Zhejiang University of Technology
A unified sequence-based framework that predicts protein-DNA, protein-RNA, protein-protein, and antibody-antigen binding sites using a fine-tuned ProtT5 language model.
Protein function is often mediated at a handful of residues—the binding sites where a protein contacts DNA, RNA, another protein, or an antigen. Predicting these interface residues from sequence alone is valuable because experimental structures are unavailable for most proteins, yet most existing predictors are specialized for a single interaction type and do not transfer across them. ProSiteHunter, developed at Zhejiang University of Technology and released as a preprint in October 2025, is a unified sequence-based framework that predicts protein–DNA, protein–RNA, protein–protein, and antibody–antigen binding sites within a single approach.

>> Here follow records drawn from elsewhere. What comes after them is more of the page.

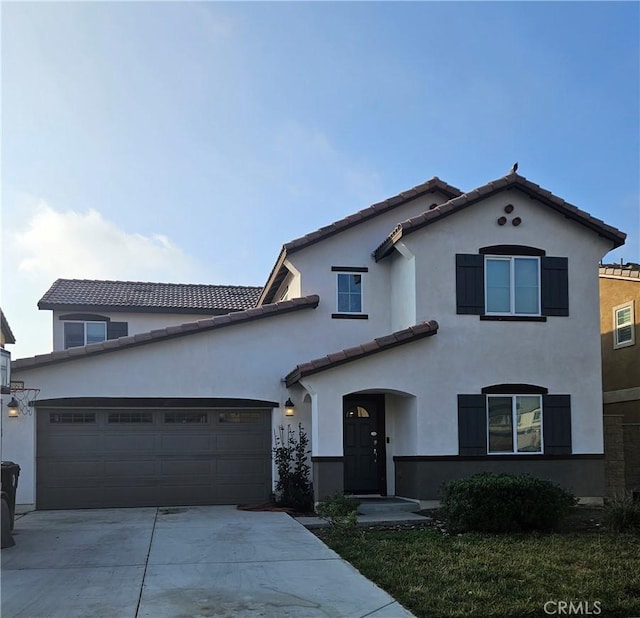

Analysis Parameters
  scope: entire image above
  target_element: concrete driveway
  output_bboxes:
[2,506,411,618]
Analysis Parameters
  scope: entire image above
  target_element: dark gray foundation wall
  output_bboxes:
[394,455,605,500]
[311,457,344,502]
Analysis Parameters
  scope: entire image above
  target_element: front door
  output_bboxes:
[343,395,387,495]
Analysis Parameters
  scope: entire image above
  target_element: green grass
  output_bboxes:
[319,528,640,618]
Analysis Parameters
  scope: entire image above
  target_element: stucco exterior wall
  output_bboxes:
[393,190,611,453]
[8,180,611,503]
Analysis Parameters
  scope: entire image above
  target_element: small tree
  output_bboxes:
[273,423,313,512]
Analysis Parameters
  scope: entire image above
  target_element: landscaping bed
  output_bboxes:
[316,506,640,618]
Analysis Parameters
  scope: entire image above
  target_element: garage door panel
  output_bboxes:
[215,457,271,477]
[160,426,213,453]
[38,431,102,456]
[160,460,212,480]
[36,409,271,508]
[100,433,158,453]
[214,434,264,453]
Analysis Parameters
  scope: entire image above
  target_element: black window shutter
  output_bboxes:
[542,395,571,455]
[456,254,484,315]
[107,322,129,339]
[540,257,569,316]
[458,395,487,455]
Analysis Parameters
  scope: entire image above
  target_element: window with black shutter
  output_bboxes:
[456,245,569,321]
[458,384,572,456]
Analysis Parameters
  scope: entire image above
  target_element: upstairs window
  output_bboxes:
[331,266,369,320]
[613,301,635,349]
[64,322,107,350]
[338,273,362,313]
[456,245,569,321]
[485,257,540,315]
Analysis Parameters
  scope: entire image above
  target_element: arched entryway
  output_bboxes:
[342,394,387,496]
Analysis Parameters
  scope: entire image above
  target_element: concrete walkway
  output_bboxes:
[2,506,411,618]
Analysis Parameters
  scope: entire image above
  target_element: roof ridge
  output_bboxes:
[284,320,439,387]
[11,294,320,370]
[373,172,627,261]
[47,277,262,289]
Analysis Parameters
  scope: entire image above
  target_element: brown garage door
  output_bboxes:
[36,408,271,509]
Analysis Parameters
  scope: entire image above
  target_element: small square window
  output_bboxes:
[613,301,636,349]
[64,322,107,350]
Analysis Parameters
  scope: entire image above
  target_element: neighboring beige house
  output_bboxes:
[600,263,640,494]
[4,173,625,508]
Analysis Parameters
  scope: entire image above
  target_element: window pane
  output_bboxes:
[489,397,513,453]
[87,322,107,344]
[516,395,542,453]
[486,259,511,313]
[616,307,631,326]
[64,322,84,349]
[514,258,540,314]
[616,326,633,343]
[338,274,350,293]
[338,273,362,313]
[349,294,362,313]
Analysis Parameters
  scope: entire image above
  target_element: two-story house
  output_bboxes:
[6,173,625,508]
[600,263,640,495]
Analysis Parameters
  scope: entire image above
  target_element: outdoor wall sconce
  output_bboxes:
[284,397,296,416]
[7,397,20,418]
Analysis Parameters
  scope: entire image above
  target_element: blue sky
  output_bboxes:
[1,2,640,357]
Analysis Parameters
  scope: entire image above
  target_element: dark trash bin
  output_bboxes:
[2,461,20,530]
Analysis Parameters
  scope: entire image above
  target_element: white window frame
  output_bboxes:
[336,270,366,315]
[613,300,636,350]
[484,255,542,317]
[62,320,109,350]
[486,393,544,456]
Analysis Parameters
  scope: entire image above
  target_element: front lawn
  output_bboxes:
[318,516,640,618]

The method pairs a fine-tuned protein language model with a multi-source feature-fusion network. Its language-model component, SiteT5, is produced by fine-tuning ProtT5 so that its embeddings emphasize the evolutionarily conserved features characteristic of functional sites; these are then combined with complementary evolutionary, geometric, and statistical descriptors.

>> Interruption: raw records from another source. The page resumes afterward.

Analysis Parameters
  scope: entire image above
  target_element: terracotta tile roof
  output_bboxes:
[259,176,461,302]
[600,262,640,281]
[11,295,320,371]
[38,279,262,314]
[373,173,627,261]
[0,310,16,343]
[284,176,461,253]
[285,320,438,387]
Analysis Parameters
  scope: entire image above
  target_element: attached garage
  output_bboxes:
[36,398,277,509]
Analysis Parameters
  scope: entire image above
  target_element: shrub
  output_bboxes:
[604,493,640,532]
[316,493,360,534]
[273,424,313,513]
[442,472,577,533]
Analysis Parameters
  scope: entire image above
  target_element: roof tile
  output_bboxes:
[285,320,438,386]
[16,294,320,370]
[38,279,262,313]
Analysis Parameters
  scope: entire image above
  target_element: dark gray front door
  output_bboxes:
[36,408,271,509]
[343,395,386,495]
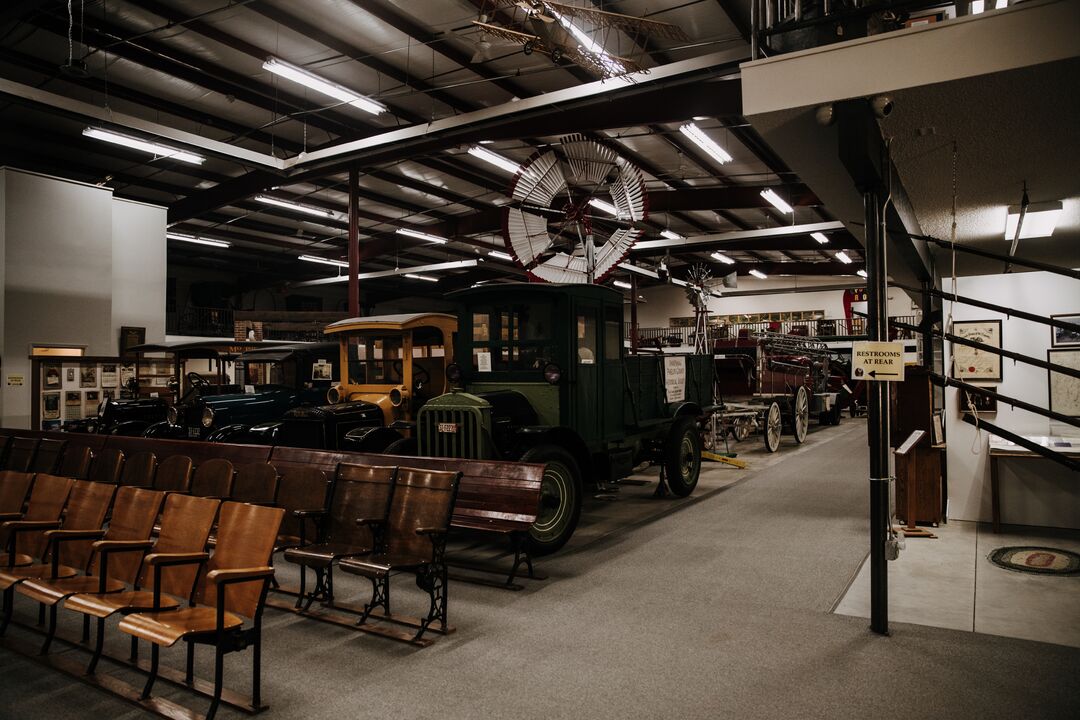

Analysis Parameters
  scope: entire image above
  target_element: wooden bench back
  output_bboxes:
[323,463,397,547]
[0,470,33,515]
[152,456,192,492]
[52,480,117,570]
[118,450,158,488]
[195,502,285,617]
[145,492,221,598]
[56,443,94,480]
[191,458,237,499]
[3,437,39,473]
[386,467,461,557]
[91,486,165,585]
[87,448,124,485]
[232,462,278,505]
[30,437,70,477]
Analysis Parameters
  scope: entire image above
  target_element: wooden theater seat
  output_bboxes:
[120,502,284,720]
[285,463,397,610]
[64,493,221,674]
[338,467,461,643]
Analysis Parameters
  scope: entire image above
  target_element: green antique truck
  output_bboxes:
[416,283,713,553]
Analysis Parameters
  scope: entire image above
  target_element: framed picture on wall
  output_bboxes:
[953,320,1001,382]
[1047,348,1080,418]
[1050,313,1080,348]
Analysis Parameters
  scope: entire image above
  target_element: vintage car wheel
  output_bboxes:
[382,437,420,456]
[762,402,784,452]
[664,416,701,498]
[792,385,810,443]
[521,445,581,555]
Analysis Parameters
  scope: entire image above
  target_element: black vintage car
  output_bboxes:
[146,343,338,443]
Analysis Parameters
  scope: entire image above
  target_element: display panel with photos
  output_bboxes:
[951,320,1001,382]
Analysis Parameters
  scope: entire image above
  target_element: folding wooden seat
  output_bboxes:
[30,437,67,474]
[0,473,75,568]
[56,443,94,480]
[0,480,117,633]
[15,487,165,652]
[118,450,158,488]
[87,448,124,485]
[285,463,397,610]
[189,458,237,500]
[0,470,33,520]
[152,456,192,493]
[64,493,221,674]
[232,462,278,505]
[3,437,39,473]
[338,467,461,642]
[120,502,284,720]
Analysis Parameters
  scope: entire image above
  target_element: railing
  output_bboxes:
[623,315,918,348]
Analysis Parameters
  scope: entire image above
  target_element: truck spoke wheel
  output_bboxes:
[521,445,581,555]
[765,403,784,452]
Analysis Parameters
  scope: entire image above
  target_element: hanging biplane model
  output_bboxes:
[473,0,689,78]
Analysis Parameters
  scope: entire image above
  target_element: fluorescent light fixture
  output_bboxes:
[255,195,334,218]
[297,255,349,268]
[262,57,387,116]
[396,228,447,245]
[678,122,732,165]
[761,188,795,215]
[1005,201,1062,240]
[82,127,206,165]
[165,232,232,252]
[469,145,522,173]
[589,198,619,217]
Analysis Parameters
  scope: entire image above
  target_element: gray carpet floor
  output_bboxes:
[0,422,1080,720]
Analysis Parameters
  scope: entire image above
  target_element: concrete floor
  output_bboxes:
[836,520,1080,648]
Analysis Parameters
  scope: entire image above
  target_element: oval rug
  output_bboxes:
[987,545,1080,575]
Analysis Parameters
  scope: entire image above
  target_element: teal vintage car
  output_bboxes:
[416,283,714,553]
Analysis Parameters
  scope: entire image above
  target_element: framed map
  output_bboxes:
[953,320,1001,382]
[1047,348,1080,418]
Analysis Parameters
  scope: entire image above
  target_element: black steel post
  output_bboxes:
[863,190,889,635]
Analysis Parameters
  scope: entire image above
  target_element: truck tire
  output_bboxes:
[519,445,581,555]
[664,416,701,498]
[382,437,420,456]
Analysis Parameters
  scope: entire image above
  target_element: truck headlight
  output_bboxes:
[543,363,563,385]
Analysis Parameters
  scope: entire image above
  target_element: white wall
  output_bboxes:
[0,168,165,427]
[943,272,1080,528]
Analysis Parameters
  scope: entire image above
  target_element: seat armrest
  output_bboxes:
[143,553,210,567]
[206,566,273,585]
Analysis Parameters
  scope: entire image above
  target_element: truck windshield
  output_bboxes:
[472,304,555,372]
[349,335,404,385]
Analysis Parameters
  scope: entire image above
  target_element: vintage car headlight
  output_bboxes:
[543,363,563,385]
[446,363,461,382]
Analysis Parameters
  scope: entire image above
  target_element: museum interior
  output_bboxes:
[0,0,1080,720]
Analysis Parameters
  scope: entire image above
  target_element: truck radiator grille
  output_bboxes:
[419,407,483,459]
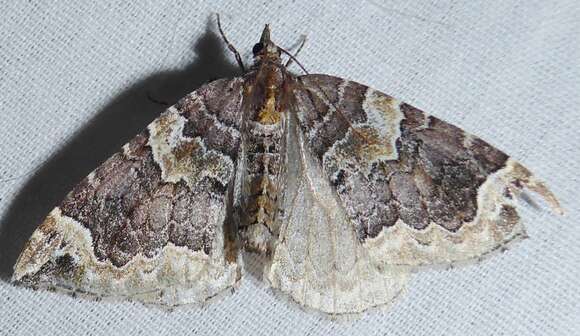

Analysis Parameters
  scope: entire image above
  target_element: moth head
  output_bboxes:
[252,25,282,61]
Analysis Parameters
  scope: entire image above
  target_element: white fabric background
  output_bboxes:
[0,0,580,336]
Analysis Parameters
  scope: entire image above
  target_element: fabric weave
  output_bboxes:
[0,0,580,336]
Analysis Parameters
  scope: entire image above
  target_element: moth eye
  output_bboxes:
[252,43,264,56]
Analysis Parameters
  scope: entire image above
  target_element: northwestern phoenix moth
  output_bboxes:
[13,20,561,314]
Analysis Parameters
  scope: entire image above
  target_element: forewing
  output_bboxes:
[13,78,243,306]
[266,106,408,314]
[297,75,560,266]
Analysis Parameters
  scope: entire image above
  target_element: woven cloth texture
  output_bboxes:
[0,0,580,336]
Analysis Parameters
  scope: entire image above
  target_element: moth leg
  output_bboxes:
[216,14,246,73]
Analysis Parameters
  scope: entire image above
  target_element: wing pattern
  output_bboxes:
[13,78,243,306]
[297,75,559,266]
[266,113,409,314]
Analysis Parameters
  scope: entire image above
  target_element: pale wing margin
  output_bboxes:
[265,105,409,315]
[12,78,243,307]
[298,75,561,266]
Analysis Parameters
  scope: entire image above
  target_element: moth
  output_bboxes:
[13,21,562,314]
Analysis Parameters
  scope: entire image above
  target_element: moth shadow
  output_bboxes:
[0,24,241,281]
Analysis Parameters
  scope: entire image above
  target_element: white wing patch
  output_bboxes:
[265,115,409,314]
[13,208,240,306]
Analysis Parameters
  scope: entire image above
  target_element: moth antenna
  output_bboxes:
[284,35,306,68]
[215,13,246,73]
[278,47,310,75]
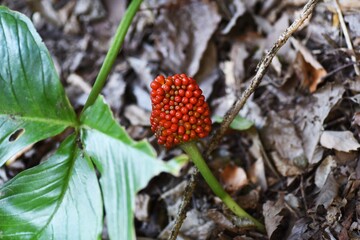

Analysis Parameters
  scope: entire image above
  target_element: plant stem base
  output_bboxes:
[180,142,265,233]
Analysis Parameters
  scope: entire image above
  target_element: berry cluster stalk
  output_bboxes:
[180,141,265,232]
[82,0,142,112]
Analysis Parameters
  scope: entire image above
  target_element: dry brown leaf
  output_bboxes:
[248,156,267,191]
[294,84,345,164]
[291,38,327,92]
[153,1,221,76]
[320,131,360,152]
[339,0,360,11]
[261,111,307,176]
[316,174,339,208]
[221,0,246,34]
[263,198,285,239]
[220,163,249,192]
[315,155,336,189]
[270,152,304,177]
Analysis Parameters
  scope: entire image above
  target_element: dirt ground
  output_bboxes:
[0,0,360,240]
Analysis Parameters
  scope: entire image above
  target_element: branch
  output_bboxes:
[169,0,319,239]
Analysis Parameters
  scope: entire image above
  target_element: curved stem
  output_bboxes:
[180,142,265,232]
[82,0,142,112]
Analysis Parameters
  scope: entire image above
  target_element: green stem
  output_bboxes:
[82,0,142,112]
[180,142,265,232]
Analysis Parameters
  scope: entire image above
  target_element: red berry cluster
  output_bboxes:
[150,74,211,148]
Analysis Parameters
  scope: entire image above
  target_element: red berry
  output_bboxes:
[150,74,211,148]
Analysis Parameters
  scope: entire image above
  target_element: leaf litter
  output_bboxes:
[0,0,360,239]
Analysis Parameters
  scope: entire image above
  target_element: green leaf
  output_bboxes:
[0,135,103,240]
[215,116,254,131]
[0,7,77,166]
[81,97,183,240]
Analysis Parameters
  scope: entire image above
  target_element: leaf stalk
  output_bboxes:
[180,141,265,233]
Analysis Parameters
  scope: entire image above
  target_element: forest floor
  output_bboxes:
[0,0,360,240]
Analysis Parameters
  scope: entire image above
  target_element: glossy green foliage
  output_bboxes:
[0,7,76,166]
[0,135,103,239]
[81,98,180,239]
[0,7,184,240]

By handling multiple interaction categories in one framework, ProSiteHunter aims to replace a patchwork of task-specific tools with a consistent, sequence-only predictor for interface residues.

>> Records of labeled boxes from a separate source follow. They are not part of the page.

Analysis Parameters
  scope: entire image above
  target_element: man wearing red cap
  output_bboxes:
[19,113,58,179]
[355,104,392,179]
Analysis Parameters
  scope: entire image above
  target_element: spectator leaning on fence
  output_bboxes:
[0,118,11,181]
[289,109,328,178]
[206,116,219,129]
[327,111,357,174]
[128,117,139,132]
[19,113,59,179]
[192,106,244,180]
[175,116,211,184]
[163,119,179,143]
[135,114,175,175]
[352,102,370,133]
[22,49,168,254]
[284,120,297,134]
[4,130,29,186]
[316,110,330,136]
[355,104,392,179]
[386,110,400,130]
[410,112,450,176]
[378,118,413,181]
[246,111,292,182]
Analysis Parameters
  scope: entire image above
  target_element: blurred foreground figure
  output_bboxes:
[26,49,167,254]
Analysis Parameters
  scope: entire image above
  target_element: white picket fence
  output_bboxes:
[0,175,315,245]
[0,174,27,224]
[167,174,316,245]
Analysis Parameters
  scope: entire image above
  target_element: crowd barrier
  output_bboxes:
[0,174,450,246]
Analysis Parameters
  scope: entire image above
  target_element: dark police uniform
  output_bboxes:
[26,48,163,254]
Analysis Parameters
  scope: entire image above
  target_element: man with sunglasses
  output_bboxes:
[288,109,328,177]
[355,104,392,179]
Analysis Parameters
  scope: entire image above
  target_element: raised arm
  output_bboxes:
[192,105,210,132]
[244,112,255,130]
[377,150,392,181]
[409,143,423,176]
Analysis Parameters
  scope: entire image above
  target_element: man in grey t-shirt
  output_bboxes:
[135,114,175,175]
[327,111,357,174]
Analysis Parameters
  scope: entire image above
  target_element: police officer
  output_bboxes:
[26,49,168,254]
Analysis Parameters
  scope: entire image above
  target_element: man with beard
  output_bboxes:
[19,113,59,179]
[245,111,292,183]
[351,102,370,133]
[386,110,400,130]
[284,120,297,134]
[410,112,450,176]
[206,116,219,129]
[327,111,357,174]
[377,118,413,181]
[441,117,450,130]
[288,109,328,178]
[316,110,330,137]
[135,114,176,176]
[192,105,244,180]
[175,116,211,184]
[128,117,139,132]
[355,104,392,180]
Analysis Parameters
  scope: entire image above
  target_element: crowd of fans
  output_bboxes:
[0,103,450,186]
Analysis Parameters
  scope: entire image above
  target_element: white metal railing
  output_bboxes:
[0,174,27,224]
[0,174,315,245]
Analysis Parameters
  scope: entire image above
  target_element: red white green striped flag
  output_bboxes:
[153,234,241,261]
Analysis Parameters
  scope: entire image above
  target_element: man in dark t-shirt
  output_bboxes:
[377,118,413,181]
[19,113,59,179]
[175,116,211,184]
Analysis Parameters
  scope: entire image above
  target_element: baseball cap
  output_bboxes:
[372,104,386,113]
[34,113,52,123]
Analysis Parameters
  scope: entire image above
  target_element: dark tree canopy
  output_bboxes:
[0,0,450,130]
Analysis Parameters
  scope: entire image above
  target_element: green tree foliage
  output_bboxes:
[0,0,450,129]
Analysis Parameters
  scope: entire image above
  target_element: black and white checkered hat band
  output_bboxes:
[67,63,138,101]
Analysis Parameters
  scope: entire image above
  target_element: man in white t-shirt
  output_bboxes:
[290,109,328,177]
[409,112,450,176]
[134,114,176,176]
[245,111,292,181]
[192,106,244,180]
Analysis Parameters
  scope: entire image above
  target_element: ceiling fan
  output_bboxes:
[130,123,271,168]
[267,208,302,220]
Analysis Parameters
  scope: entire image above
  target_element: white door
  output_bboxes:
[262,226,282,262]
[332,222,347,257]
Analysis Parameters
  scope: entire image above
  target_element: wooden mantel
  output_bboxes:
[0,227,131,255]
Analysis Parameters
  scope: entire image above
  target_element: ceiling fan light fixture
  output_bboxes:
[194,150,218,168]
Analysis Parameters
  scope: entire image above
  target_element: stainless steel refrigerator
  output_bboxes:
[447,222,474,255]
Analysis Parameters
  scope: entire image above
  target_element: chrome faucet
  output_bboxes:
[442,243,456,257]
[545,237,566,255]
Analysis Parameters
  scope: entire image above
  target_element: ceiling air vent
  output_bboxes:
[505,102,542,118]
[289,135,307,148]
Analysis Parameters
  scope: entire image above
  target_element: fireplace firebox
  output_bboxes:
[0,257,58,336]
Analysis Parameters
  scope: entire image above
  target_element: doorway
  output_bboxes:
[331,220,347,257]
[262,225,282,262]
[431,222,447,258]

ProSiteHunter's core representation comes from SiteT5, a fine-tuned version of ProtT5-XL-UniRef50, whose per-residue embeddings are combined with evolutionary, geometric, and statistical features in a fusion network that outputs residue-level binding-site probabilities. On comprehensive benchmarks the authors report a substantial average improvement—on the order of 38%—in area under the precision-recall curve (PRAUC) across the protein–DNA, protein–RNA, and protein–protein tasks relative to prior state-of-the-art methods, along with a further gain on the especially challenging antibody–antigen task, where positive interface residues are sparse and heterogeneous.
ProSiteHunter serves structural biologists, immunologists, and drug-discovery teams who need to localize functional residues without an experimental structure. Typical uses include annotating nucleic-acid-binding residues in transcription factors and RNA-binding proteins, mapping protein–protein interfaces for interaction studies, and predicting antibody paratope or antigen epitope residues to guide antibody engineering. Because it operates from sequence alone within one framework, it streamlines pipelines that would otherwise stitch together several interaction-specific predictors.
ProSiteHunter demonstrates that a single fine-tuned protein language model, coupled with complementary hand-crafted features, can outperform specialized methods across a range of binding-site prediction tasks—including the difficult antibody–antigen case. By unifying protein–nucleic acid, protein–protein, and antibody–antigen prediction, it reduces the tooling burden for interface analysis and provides a strong sequence-only baseline. As a preprint awaiting peer review, its reported gains are established through in-silico benchmark comparisons.
Hou, D., et al. (2025) ProSiteHunter: A unified framework for sequence-based prediction of protein-nucleic acid and protein-protein binding sites. bioRxiv.